Monday, May 4, 2015

about ipc version

 Information about International Patent Classification (IPC)can be found in patstat usign table TLS209_appln_ipc
The PATSTAT database only contains IPC8 symbols; therefore PATSTAT users do not need to worry about previous IPC classification schemes IPC 1 to 7, when doing statistical analysis based on IPC codes. IPC 1 to 7 have all been reclassified to the latest IPC 8 version.
DOCDB contains the MCD Master Classification Database. The MCD has IPC symbols allocated to over 90% of the documents in DOCDB; the remaining 10% older documents are unlikely ever to be classified.

more details on wipo website:
http://www.wipo.int/classifications/ipc/en/
http://www.wipo.int/classifications/ipc/en/general/statistics.html
http://www.wipo.int/export/sites/www/classifications/ipc/en/guide/guide_ipc.pdf

TLS209 contains also a field, not well described in the documentation, named 'ipc_version' referring to the date of IPC8 version used for classifying the application.
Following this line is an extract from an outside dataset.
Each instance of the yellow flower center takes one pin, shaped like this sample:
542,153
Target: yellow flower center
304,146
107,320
Running a count query on 2014b data we get these numbers of applications for each ipc version:

'2006-01-01', 11815023
'2007-01-01', 10163
'2007-10-01', 8799
'2008-01-01', 12337
'2008-04-01', 1531
'2009-01-01', 141904
'2010-01-01', 101411
'2011-01-01', 110327
'2012-01-01', 80867
'2013-01-01', 89686
'2014-01-01', 6992

We can also run a check to see how many applications have multiple versions in their ipcs

they are 200K out of 3118K applications







Thus we can deduce the ipc verion indicates if the given ipc value is result of the origina IPC8 or from a further revision (that mainly introduce amendments or changes for new technologies).

A good resume as well as another interesting point can be eventually noted from this OECD paper (see page 10)

In PATSTAT, IPC codes of patent documents are converted into the latest available edition of the IPC
classification, i.e. 8th  edition, entered into force in 2006. Patents based on previous editions of the IPC classification have thus been re-classified accordingly. Also, due to the emergence of new technologies, sometimes no one-to-one correspondence exists between old and new IPC editions, and older IPC codes may correspond to many IPC 8th  edition codes. Hence, patents filed before the mid-2000s may feature a broader range of IPC-7 codes than later patents: five codes on average for patents filed in 2000 compared to around 2.5 codes per patent in the late 2000s. As can be seen from the figure below, each IPC code in force at the date of patenting has been allocated in PATSTAT to around two codes of the IPC 8th edition.
As a consequence, the patent scope index tends to be overestimated before the mid-2000s. For example, the patent scope index of micro- and nano-technology patents gets seemingly divided by three between 1999 and 2009.